In a case tried before a court without a jury, the court sits as a trier of the facts as well as the law and stands in the same relation to the factual aspect of the case as does a jury when one is had. He is the judge of the credibility of witnesses and the weight to be given their testimony, and his findings are entitled to the same weight and conclusiveness on appeal as the verdict of a jury. And where there is some evidence of a substantial and probative character to support the Trial Court's findings and judgment, they are controlling upon a reviewing court and will not be disturbed even though the appellate court might have reached a different conclusion therefrom. Taylor v. Stanford, Tex.Civ.App., 229 S.W.2d 427; 3B Tex. Jur. p. 457.

Manuel Obregon testified that prior to the time of the accident Reimundo and the other boys had finished for the day and were not working for him; Obregon further testified that he was not obligated in any manner to furnish transportation for the boys.

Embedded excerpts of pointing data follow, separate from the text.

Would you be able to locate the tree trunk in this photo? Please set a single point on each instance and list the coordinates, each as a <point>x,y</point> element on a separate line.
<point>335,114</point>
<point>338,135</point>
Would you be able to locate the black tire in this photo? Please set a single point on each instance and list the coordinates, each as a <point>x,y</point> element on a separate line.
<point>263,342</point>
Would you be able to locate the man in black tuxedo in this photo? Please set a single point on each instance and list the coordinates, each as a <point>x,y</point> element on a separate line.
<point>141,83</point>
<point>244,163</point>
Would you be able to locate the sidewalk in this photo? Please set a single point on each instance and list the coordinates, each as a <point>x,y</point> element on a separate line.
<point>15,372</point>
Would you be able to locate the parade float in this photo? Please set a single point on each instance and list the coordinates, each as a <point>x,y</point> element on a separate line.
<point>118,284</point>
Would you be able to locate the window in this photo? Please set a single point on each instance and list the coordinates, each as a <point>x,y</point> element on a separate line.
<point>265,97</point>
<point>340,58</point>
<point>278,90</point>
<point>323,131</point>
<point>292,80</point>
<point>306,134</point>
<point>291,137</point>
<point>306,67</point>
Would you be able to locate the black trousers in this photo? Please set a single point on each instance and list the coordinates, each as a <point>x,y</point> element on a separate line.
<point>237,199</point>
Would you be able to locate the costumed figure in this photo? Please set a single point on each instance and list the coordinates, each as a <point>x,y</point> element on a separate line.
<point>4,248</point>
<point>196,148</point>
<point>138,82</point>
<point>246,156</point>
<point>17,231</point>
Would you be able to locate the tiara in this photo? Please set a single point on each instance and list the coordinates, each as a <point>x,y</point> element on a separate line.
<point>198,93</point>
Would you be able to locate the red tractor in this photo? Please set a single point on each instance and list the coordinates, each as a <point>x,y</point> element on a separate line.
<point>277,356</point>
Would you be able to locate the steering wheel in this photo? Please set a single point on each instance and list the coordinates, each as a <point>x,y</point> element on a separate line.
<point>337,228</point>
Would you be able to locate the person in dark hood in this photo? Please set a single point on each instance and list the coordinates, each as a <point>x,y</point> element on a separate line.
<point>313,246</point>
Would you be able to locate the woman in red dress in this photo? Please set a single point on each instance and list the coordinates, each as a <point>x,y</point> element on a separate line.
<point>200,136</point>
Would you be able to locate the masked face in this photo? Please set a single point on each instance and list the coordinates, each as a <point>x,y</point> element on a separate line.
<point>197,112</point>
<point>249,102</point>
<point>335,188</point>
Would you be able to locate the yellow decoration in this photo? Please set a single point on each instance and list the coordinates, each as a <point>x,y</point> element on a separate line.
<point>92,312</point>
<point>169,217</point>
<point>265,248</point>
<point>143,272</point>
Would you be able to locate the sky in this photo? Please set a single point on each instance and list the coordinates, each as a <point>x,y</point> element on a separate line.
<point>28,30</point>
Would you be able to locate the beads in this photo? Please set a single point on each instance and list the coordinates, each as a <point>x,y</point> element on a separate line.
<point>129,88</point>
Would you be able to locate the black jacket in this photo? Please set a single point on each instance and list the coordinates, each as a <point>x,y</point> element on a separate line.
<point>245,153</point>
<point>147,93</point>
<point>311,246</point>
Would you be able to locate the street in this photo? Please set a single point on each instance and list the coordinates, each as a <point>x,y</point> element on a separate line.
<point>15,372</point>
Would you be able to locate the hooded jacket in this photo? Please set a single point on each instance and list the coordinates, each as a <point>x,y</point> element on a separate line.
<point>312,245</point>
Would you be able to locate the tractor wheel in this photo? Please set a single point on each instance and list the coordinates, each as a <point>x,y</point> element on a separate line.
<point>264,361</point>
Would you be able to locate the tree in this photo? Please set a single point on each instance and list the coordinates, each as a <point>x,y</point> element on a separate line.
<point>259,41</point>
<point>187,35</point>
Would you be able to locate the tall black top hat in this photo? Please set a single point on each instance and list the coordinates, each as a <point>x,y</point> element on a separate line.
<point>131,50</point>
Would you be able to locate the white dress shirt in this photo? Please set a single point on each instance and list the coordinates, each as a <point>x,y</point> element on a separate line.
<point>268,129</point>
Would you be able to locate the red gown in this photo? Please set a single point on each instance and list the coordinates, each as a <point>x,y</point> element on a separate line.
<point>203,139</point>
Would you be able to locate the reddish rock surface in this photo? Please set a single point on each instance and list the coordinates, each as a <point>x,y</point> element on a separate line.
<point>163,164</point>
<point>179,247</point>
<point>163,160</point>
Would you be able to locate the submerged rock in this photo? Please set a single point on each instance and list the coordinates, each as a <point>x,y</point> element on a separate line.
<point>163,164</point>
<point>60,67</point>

From the foregoing record before us we cannot say that the Trial Judge was not justified in finding that young Carrillo was not an employee of Obregon at any time material to plaintiff's declaratory judgment action, or that at the time of young Carrillo's injury he was not engaged in any employment for Obregon.

Moreover, the evidence is uncontradicted that Reimundo and the other boys had stopped gathering onions for the day and simply joined the other boys in riding over to the old house where Obregon stored the baskets of onions. There was no obligation on the part of Obregon to furnish transportation anywhere for Reimundo or any of the other boys. The boys, including Reimundo, had completed their tasks and were simply on the truck for a ride—and as such were not covered by the Exclusion as contended by plaintiff Insurance Company.

Further, it must be remembered that plaintiff brought the suit asking for a declaratory judgment that it was not liable on the insurance policy it has issued to Obregon. It was plaintiff who alleged that Reimundo Carrillo was not an employee of Obregon at the time of the accident and it was incumbent on plaintiff to prove such allegation by a preponderance of the evidence. Not only has plaintiff failed to do such, but we think the evidence is undisputed that the accident occurred at a time when Reimundo was not engaged in the employment of Obregon.

*270 The case of Francis v. Scheper, 326 Mich. 441, 40 N.W.2d 214, 216, is almost identical to the case at bar. The exclusion in the Scheper case is to "* * * any employee of the insured while engaged in the employment * * * of the insured." In this case Francis worked for Houck. He was injured while riding home as a passenger after work in Houck's car. Francis testified that he left his employment at 4:30, and that of his own volition and choice he then became a passenger in Houck's car to ride home. The Supreme Court of Michigan said that Houck did not require Francis to ride home in his car, but if Francis wanted to it was up to him; that the employer-employee relationship between Houck and Francis terminated at 4:30 p. m. The court held Francis not to be an employee at the time of the accident within the meaning of the exclusion excluding an employee while engaged in the employment of the insured.

From the foregoing it follows that we think the record supports the findings of the Trial Court, and that the judgment of the Trial Court should be affirmed.